One thing to note about this query is that it will be much faster in SQL Server 2008 as it will yield a single execution plan:

image

with a table valued function for the full text match. BTW the issues I was having getting Full text to work in CTP6 have gone away and all of this just worked after install.

The contains function can support all sorts of searching operators for proximity matching, applying different weight to different search terms as well as the ability to search from a list of columns in the same table, provided they are in the same language i.e. they have been indexed with the same language.  Check Books On line for more information here

The same syntax is also good if the column you’re searching is actually a document in Varbinary(MAX), and the new Filestream data type.  So if I index the documents table (as I did on Thursday ) then I can run a query like this…

SELECT    
FileName,
[Document]
FROM        
    Production.[Document]
WHERE
    CONTAINS(Production.[Document].[Document], ‘red’)

and get back this

image

of course you will want to write some code to stream that document back to the user in a more readable form, but the point is that the search has got inside the document and realised it contains the word ‘red’.

If you want to search across multiple tables for a term then your query will look more  like this (BTW I setup the product table for full text searching before running this):

DECLARE @SearchTerm Nvarchar(50) = N’road’
SELECT    
    PM.Name AS ModelName,
    PC.Name AS Culture,
    P.Name AS ProductName,
    PD.Description,
    P.ProductNumber
FROM        
    Production.ProductModel PM
INNER JOIN  
    Production.ProductModelProductDescriptionCulture PDC
    ON PM.ProductModelID = PDC.ProductModelID
INNER JOIN
    Production.ProductDescription PD
    ON PDC.ProductDescriptionID = PD.ProductDescriptionID
INNER JOIN
    Production.Product P
    ON PM.ProductModelID = P.ProductModelID
INNER JOIN
    Production.Culture PC
    ON PDC.CultureID = PC.CultureID
WHERE    
    CONTAINS(PD.Description , @SearchTerm )
OR
    CONTAINS((P.Name, P.ProductLine) , @SearchTerm )

I have highlighted the multiple column clause here in orange , as  I included both of these columns when I setup full text indexing ion the Product table.

The query plan for this statement looks like this:

image

This is not such a good performance story and books on line recommends here that you don’t have multiple contains statements because of this.  In this example we are stuffed as we are full text searching across multiple tables.  If you need to do alot of full text searching on a large index , then design your database with full text searching in mind i.e. try and keep the number of tables that you will want to combine in a text search to a minimum.
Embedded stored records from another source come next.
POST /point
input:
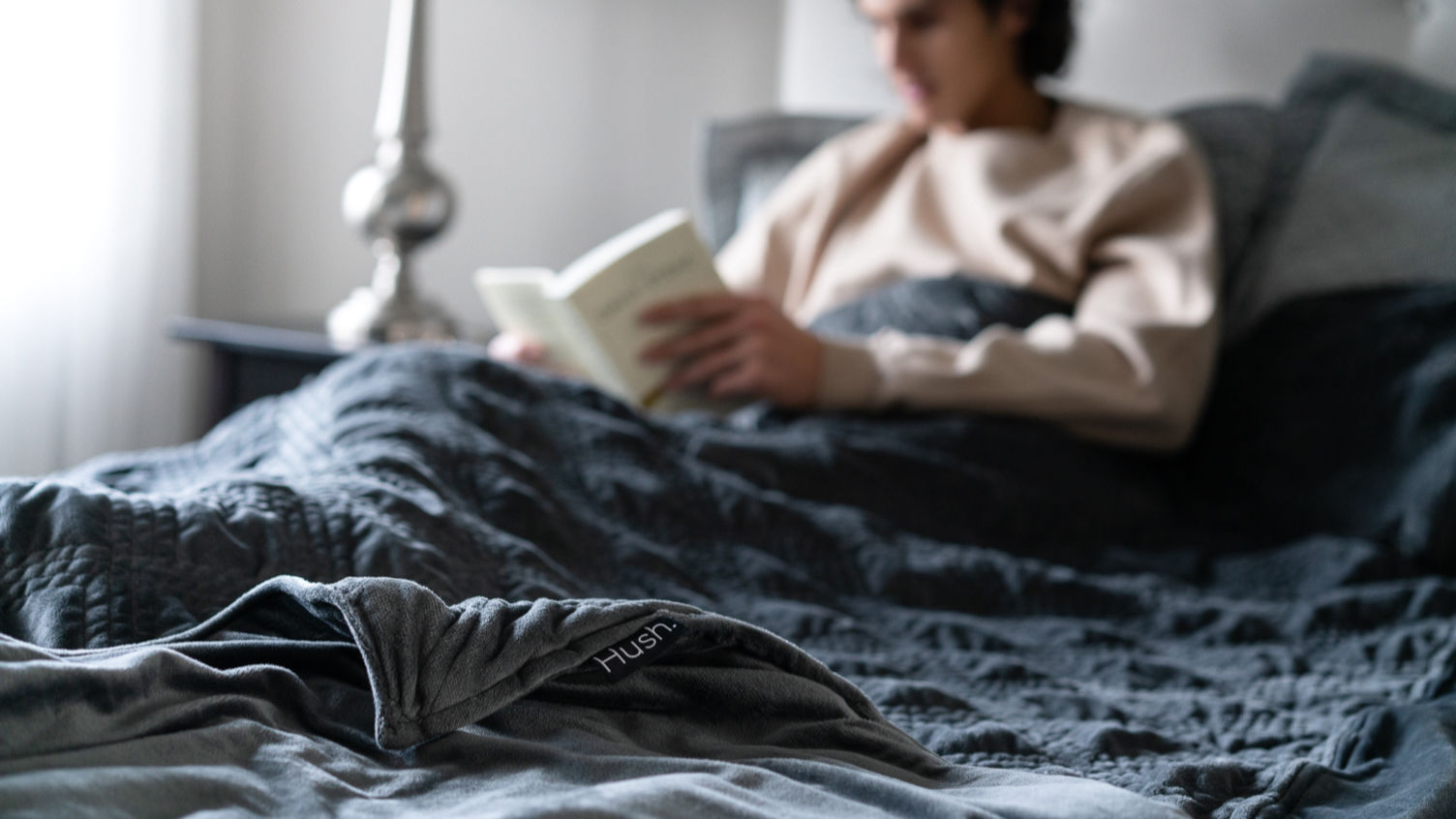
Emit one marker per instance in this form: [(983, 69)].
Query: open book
[(586, 317)]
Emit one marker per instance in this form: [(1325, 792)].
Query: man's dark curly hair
[(1045, 46)]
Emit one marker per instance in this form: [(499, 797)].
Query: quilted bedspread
[(425, 582)]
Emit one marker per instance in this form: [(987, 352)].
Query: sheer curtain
[(97, 227)]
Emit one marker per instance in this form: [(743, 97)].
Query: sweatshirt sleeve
[(1130, 366)]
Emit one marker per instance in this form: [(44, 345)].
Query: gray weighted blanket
[(913, 616)]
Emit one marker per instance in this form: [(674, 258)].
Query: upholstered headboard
[(1147, 54)]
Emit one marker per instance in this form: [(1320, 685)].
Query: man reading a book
[(1100, 224)]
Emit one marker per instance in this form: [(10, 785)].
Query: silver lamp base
[(364, 318)]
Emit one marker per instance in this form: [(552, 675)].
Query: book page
[(669, 262), (517, 302)]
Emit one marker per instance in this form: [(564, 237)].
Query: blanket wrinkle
[(1192, 630)]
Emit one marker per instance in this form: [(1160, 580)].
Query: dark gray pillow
[(745, 158), (1360, 191), (1238, 141)]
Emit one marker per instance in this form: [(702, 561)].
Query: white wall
[(1146, 54), (557, 121)]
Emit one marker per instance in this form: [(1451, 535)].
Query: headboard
[(1146, 54)]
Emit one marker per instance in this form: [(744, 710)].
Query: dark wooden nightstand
[(252, 360)]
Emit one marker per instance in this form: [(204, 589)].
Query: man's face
[(947, 58)]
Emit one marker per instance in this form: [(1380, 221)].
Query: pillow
[(743, 161), (1238, 141), (1361, 190)]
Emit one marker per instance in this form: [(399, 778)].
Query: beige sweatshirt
[(1108, 212)]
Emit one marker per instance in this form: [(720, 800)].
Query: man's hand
[(739, 346)]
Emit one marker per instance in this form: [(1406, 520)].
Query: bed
[(425, 583)]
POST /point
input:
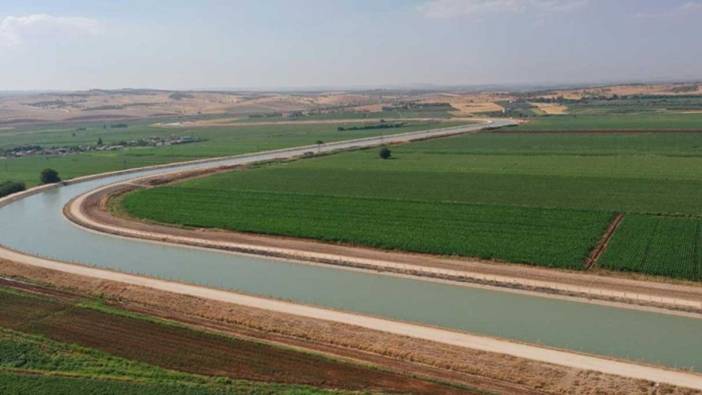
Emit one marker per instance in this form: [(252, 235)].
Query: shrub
[(49, 176)]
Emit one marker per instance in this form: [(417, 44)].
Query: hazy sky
[(82, 44)]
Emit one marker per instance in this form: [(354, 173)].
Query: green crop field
[(219, 141), (551, 237), (538, 198), (37, 365), (99, 348), (666, 246), (647, 121)]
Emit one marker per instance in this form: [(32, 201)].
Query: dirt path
[(90, 211), (458, 339), (231, 122), (601, 246)]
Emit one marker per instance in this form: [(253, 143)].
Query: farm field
[(218, 141), (639, 121), (660, 245), (551, 237), (535, 198), (101, 348)]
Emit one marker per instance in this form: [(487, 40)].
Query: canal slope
[(34, 225)]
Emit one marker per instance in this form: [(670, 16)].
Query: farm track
[(466, 342), (601, 246), (605, 131), (56, 316), (489, 371), (92, 211)]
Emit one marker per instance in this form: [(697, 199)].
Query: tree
[(49, 176)]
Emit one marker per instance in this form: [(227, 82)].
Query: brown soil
[(490, 371), (608, 131), (56, 316), (601, 246), (96, 207)]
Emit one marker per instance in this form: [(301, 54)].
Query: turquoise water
[(35, 225)]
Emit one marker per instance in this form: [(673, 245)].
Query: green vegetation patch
[(216, 141), (466, 195), (550, 237), (10, 187), (29, 352), (658, 245), (655, 121), (30, 383)]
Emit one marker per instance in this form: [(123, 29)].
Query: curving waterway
[(35, 225)]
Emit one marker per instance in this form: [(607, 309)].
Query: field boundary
[(601, 246), (89, 211), (444, 336)]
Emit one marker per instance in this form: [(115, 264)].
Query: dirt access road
[(457, 339)]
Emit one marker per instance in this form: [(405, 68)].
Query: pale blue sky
[(178, 44)]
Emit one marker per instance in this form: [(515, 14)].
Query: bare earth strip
[(494, 372), (464, 340), (418, 333), (90, 211)]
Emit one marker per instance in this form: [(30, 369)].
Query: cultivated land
[(526, 197), (218, 141), (542, 193), (101, 348), (492, 371)]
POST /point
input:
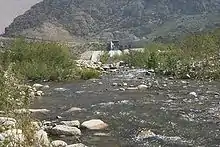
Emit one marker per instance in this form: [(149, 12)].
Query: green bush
[(39, 61), (104, 58), (196, 56)]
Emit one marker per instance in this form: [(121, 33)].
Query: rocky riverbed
[(132, 108)]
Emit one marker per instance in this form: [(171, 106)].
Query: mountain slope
[(126, 20)]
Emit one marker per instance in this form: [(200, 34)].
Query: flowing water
[(166, 108)]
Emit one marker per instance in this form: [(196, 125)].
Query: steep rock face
[(115, 19)]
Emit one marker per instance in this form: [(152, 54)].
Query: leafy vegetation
[(40, 61), (196, 56), (14, 96)]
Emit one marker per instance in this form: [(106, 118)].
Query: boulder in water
[(94, 124), (65, 130), (76, 145), (74, 123), (58, 143)]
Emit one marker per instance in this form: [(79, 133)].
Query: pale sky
[(9, 9)]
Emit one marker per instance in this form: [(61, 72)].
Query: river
[(186, 109)]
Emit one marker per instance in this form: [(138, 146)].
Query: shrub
[(39, 61), (104, 58), (14, 96), (196, 56)]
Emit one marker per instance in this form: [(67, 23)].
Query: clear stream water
[(166, 108)]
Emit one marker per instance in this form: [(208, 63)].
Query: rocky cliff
[(127, 20)]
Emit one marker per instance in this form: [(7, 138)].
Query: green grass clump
[(40, 61), (104, 57), (196, 56)]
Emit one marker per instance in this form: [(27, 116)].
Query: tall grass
[(196, 56), (40, 61), (14, 96)]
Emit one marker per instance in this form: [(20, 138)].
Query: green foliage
[(196, 56), (104, 58), (40, 61)]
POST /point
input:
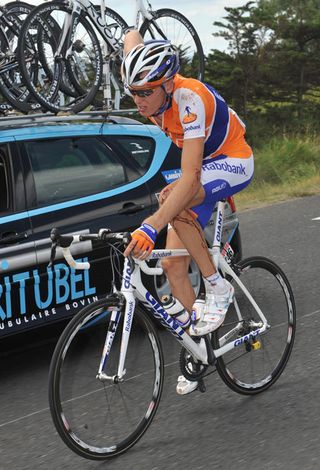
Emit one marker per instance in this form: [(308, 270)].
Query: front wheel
[(172, 25), (256, 362), (101, 419)]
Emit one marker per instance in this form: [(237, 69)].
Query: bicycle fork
[(129, 303)]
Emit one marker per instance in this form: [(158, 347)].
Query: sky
[(201, 13)]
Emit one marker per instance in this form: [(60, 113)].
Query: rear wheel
[(256, 362), (97, 418), (172, 25)]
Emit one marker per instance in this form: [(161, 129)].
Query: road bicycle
[(107, 370), (12, 15), (59, 44)]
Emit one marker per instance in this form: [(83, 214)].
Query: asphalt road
[(279, 429)]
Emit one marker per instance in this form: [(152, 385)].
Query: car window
[(73, 167), (138, 147), (4, 183)]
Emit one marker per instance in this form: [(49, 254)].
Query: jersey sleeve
[(191, 113)]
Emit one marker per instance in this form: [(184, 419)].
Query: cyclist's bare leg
[(176, 270), (190, 233), (192, 236)]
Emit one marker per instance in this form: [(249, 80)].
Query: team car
[(79, 174)]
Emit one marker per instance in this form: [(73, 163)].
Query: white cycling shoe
[(185, 386), (214, 313)]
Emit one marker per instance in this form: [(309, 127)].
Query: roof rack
[(116, 117)]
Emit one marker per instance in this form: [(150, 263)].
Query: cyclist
[(216, 162)]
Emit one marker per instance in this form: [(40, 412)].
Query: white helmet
[(159, 60)]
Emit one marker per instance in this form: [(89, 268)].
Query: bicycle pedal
[(201, 386)]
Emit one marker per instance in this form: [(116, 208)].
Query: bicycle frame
[(132, 288)]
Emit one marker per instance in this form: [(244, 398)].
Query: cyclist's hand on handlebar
[(142, 243)]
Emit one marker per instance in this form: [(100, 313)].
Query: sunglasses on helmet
[(142, 93)]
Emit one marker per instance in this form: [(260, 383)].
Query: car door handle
[(8, 238), (131, 208)]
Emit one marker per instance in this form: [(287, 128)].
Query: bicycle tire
[(182, 34), (117, 25), (81, 405), (48, 91), (256, 363), (11, 85)]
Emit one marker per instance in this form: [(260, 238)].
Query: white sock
[(215, 283)]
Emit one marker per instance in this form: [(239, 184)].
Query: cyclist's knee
[(176, 267)]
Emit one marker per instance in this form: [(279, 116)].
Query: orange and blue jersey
[(198, 110)]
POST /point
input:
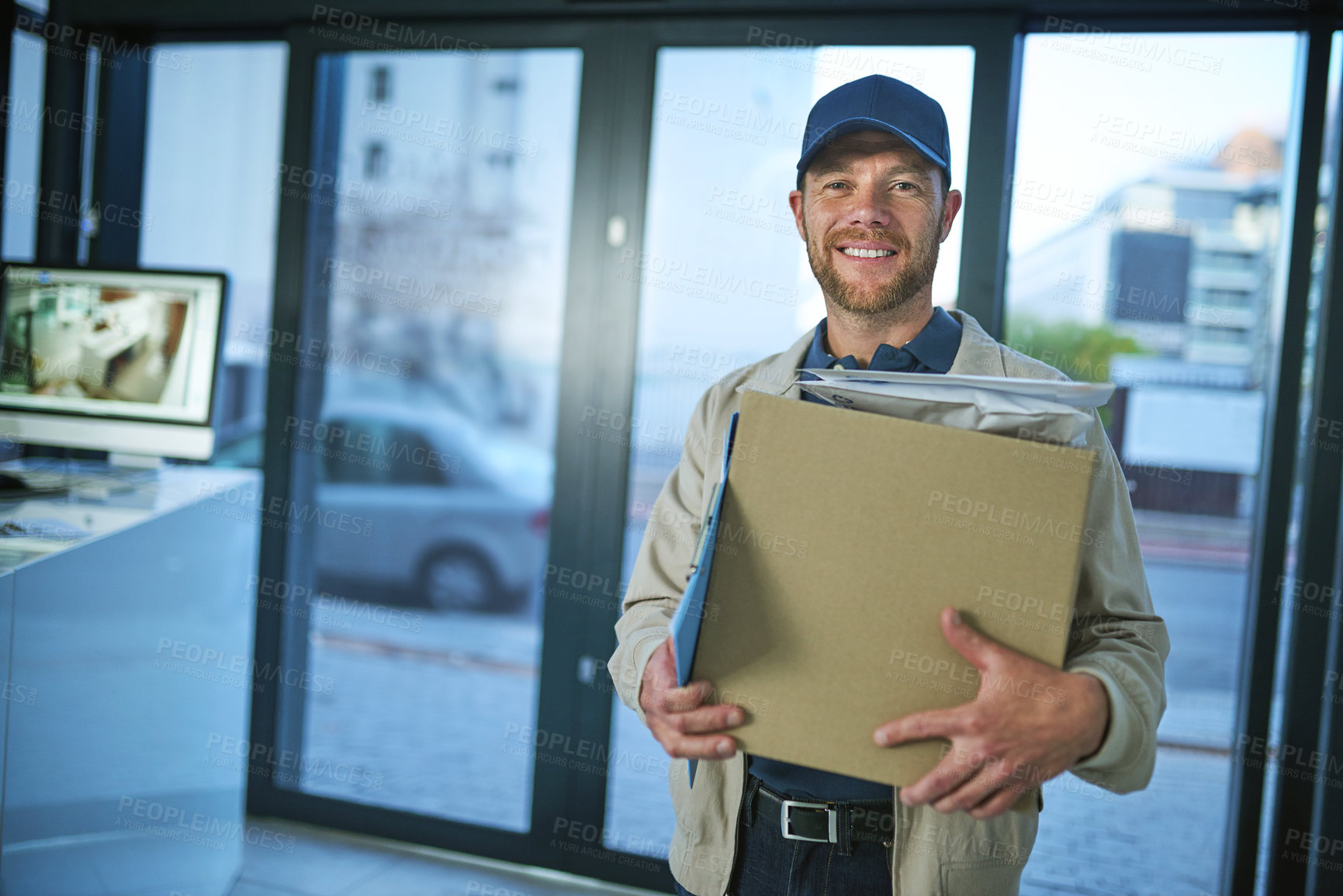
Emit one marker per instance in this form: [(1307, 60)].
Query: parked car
[(448, 515)]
If you think about this it’s no different from using T-SQL to search lots of columns for the same thing, and so this limitation is not as much of a constraint as it initially appears.

So contains is no substitute for good database design it’s just another tool, to quote Abraham Maslow…

“If the only tool you have is a hammer, then you tend to see every problem as a nail”.